What Should My Baby Be Doing at 2 Months: Milestones

By 2 months old, your baby is starting to engage with the world in noticeable ways. You can expect the first real smiles, early attempts at vocalization, better head control during tummy time, and the ability to briefly track objects with their eyes. Every baby develops on a slightly different timeline, but the CDC outlines specific milestones across four areas: social and emotional, communication, cognitive, and physical development.

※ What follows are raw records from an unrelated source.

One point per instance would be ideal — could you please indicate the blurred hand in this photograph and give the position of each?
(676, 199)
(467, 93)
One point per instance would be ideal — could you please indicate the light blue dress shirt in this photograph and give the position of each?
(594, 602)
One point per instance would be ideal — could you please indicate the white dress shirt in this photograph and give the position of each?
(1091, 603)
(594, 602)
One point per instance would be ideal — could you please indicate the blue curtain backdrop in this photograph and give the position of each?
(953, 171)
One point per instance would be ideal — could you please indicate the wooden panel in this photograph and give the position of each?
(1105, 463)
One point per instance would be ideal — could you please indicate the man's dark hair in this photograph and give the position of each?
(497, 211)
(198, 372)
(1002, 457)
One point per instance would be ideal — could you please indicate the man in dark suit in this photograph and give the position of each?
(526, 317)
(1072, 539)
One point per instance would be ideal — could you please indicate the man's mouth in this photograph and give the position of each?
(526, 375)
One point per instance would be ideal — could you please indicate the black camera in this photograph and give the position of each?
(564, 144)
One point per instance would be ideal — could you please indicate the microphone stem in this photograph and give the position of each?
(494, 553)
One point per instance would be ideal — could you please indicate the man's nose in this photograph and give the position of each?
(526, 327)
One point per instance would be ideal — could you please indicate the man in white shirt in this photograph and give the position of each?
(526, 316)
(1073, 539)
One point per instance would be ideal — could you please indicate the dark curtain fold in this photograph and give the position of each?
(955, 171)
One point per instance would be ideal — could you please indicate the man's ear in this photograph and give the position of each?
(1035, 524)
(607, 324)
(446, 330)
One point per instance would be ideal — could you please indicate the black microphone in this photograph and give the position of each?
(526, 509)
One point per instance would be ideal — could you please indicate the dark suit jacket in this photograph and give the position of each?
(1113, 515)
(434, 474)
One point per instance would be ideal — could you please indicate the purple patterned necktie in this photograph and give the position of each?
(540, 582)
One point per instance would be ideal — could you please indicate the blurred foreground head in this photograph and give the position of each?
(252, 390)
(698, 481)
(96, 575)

Social Smiles and Emotional Connection

The biggest moment most parents notice around 2 months is the social smile. Unlike the reflexive smiles of the newborn period, these are intentional, responsive grins that happen when something catches your baby’s attention. Your baby will smile when you talk to them or smile at them, and they’ll seem visibly happy when you walk up to them. They’ll also calm down when spoken to or picked up, which shows early emotional regulation developing with your help.

Your baby is paying close attention to faces now. They’ll look directly at your face and watch you as you move around the room. This isn’t just passive staring. It’s active social learning, and it’s one of the earliest signs that your baby recognizes you as someone important.

Sounds Your Baby Should Be Making

At around 2 months, your baby begins cooing: repeating simple vowel sounds like “ah-ah-ah” and “ooh-ooh-ooh.” These aren’t words, but they’re the very first building blocks of language. You’ll also hear sounds other than crying for the first time, little gurgles and sighs that signal contentment or curiosity.

Your baby should also react to loud sounds by startling, blinking, or crying. This responsiveness to noise is an important marker that hearing is developing normally.

Vision and Tracking Objects

A 2-month-old can see across a room, but they’re most interested in things close to their face. At this age, visual coordination improves enough that your baby can usually follow a moving object with their eyes. Try slowly moving a toy or your face from side to side and you’ll likely see their gaze track along with it.

Your baby will also look at a toy for several seconds at a time, which is a sign of early attention and cognitive development. Brightly colored objects tend to hold their interest the longest.

Head Control and Physical Movement

During tummy time, your 2-month-old should be able to briefly lift their head. They won’t hold it up for long, and it will be wobbly, but that effort is building the neck, shoulder, and arm muscles they’ll eventually need to sit up and crawl. You should also see both arms and both legs moving, and their hands opening briefly rather than staying clenched in fists all the time.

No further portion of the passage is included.